The detection of all correctly 3' cleaved transcripts with the 3'(RI) probe shows that the level of cytoplasmic mRNA accumulation (Fig. 4B) with the [beta]IVS-I (lanes 1 and 2) and [alpha]IVS-II (lanes 7 and 8) exchanges, are comparable to each other but only 7-9% of that seen with the normal functioning 256 bp [Delta]RS IVS-II control gene construct (lanes 13 and 14 and Fig. 1). This is despite the finding that analysis with the 3'[beta](Bam) probe (Fig. 1D) which assesses splicing at the [beta]IVS-II position, shows that all detectable [beta]I/I and [beta]I/II[alpha] mRNA is correctly spliced as is that for the positive control gene [Delta]RS (data not shown). The placement of the [Delta]89 intron in the IVS-I position (construct [beta][Delta]89/-) gave full levels of mRNA accumulation even though no intron was present in the IVS-II position (Fig. 4B, lanes 3 and 4). Interestingly, the inclusion of [beta]IVS-I downstream of [Delta]89 in the IVS-II position (construct [beta][Delta]89/I), reduced the level of expression to ~24% of that obtained with the [beta][Delta]RS control (Fig. 4B, lanes 5 and 6).
As before (Fig. 2), the ratio of the signals corresponding to the 3' cleaved [3'[beta](RI)] and uncleaved [UC[beta](RI)] transcripts in the corresponding nuclear RNA fractions, gave a measure of the efficiency of 3'-end formation for these various mutants (Fig. 4C). In the case of the control, normal processed [Delta]RS construct, steady state levels of 3' cleaved transcripts is seven times greater than uncleaved RNA (Fig. 4C, lanes 13 and 14). All the mutant constructs gave smaller ratios corresponding to efficiencies of 3' cleavage of 15.5-16.5% for [beta]I/I and [beta][Delta]89/I (Fig. 4C, lanes 1-2 and 5-6 respectively), 28.5% for [beta]I/II[alpha] (lanes 7 and 8) and 76% for [beta][Delta]89/- (lanes 3 and 4) compared to [Delta]RS. Perhaps the most striking observation is the >4-fold decrease in the efficiency of 3'-end formation between the [beta][Delta]89/- and [beta][Delta]89/I constructs which results from inclusion in the latter of [beta]IVS-I in the IVS-II position. The efficiency of 3' cleavage of [beta][Delta]89/I is similar to [beta]I/I which has IVS-I in both the first and second intron positions. Therefore, the reduction in the levels of cytoplasmic mRNA shown by the majority of these mutants can be accounted for in terms of a decrease in the efficiency of 3'-end formation.
These data demonstrate that [beta]IVS-II exerts the greatest influence on the efficiency of 3'-end formation but that it's distance from the poly(A)-addition site is not crucial since transposition of the IVS-II [Delta]89 intron mutant to the IVS-I position had no pronounced effect on this process.
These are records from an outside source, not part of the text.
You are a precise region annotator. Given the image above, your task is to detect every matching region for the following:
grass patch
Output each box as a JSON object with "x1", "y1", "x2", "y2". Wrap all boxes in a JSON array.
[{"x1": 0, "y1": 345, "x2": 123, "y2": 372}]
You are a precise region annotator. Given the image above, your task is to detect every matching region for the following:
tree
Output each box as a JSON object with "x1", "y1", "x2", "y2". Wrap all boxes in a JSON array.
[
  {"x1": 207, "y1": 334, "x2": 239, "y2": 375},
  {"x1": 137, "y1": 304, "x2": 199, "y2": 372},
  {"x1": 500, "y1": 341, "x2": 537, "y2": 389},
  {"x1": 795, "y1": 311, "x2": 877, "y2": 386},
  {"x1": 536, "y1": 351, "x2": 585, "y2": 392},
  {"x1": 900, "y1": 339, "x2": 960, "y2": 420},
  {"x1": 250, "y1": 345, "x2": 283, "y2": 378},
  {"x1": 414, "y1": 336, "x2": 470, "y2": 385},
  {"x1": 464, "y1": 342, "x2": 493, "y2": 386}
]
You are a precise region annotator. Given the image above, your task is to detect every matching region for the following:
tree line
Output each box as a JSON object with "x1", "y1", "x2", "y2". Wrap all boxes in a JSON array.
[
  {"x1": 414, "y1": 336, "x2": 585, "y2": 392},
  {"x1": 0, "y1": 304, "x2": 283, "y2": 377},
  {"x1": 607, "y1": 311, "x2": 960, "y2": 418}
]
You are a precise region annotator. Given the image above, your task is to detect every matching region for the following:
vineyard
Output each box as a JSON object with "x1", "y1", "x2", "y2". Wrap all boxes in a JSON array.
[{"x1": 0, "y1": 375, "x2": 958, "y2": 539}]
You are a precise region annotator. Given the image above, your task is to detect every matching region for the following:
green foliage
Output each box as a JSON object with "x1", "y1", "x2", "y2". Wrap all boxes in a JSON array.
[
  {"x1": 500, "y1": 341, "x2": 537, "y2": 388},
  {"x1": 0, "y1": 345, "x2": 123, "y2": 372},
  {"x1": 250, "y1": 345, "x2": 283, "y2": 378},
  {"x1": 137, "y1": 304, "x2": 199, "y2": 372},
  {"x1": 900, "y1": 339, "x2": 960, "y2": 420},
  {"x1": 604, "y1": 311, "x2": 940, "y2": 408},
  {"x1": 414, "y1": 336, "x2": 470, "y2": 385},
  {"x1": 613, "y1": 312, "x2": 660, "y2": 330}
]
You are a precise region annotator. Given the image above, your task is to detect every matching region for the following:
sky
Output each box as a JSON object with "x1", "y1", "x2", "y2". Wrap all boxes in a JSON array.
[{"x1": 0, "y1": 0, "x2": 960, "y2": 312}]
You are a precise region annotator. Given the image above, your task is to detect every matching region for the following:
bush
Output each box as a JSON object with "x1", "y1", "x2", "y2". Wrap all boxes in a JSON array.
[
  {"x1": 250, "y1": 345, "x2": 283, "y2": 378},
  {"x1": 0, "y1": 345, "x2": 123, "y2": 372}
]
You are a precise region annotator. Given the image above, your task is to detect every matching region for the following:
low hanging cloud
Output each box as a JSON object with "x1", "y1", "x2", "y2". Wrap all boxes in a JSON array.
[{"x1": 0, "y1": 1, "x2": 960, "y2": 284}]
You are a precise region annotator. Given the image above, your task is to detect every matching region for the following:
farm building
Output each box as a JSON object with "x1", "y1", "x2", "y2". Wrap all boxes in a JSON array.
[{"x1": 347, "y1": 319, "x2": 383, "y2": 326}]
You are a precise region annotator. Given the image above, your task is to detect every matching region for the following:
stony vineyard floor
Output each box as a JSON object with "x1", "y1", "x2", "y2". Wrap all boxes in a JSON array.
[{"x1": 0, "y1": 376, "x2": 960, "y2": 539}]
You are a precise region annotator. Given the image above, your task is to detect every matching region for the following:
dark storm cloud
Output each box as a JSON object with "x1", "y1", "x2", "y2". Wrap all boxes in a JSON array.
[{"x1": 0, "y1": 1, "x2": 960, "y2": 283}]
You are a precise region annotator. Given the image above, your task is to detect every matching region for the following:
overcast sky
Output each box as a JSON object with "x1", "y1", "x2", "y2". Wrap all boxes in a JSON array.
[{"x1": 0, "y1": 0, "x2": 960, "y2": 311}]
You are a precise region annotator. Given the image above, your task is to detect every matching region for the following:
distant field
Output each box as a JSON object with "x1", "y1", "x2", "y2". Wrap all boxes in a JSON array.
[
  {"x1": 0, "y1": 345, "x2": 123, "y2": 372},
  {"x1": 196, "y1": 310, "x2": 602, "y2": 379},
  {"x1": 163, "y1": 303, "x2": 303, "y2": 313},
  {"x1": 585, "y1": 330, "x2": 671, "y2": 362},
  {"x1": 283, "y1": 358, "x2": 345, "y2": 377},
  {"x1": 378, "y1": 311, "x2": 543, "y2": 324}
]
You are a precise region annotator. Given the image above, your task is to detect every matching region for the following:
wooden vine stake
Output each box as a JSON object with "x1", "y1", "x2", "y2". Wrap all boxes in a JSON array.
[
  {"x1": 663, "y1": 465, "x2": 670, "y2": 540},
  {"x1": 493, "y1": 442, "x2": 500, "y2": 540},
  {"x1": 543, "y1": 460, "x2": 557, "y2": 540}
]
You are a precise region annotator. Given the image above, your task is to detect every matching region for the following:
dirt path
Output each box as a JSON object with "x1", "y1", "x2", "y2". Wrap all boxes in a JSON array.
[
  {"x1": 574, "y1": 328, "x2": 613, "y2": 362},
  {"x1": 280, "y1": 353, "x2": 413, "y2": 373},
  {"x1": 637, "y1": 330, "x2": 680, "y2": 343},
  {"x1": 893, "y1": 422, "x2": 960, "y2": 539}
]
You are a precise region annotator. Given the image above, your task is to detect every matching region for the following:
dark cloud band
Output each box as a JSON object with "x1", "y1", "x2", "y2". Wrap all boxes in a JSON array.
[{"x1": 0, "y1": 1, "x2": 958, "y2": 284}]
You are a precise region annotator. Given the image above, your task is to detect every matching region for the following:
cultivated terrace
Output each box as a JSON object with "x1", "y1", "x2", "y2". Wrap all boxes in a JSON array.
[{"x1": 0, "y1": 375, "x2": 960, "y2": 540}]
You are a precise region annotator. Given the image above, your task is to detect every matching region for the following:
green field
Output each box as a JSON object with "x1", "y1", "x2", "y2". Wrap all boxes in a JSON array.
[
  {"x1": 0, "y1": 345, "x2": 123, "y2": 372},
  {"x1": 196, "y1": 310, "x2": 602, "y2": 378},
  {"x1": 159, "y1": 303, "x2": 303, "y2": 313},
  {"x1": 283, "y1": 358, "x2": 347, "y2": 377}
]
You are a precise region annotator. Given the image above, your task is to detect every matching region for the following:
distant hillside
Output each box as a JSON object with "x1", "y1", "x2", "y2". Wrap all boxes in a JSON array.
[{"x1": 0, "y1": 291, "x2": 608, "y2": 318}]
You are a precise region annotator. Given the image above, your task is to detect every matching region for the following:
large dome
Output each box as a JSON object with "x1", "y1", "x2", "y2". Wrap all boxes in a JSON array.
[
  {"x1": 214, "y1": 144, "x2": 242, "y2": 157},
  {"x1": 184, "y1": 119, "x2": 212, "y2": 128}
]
Some particular feature of [beta]IVS-II would appear to be vital as it's role in 3'-end formation could only partially be replaced by heterologous intervening sequences ([beta]IVS-I or [alpha]IVS-II). Therefore, it is not merely the presence of an intron at the IVS-II position of the [beta]-globin gene that is the crucial requirement for efficient 3'-end formation, but that additional properties unique to [beta]IVS-II are also major contributing factors.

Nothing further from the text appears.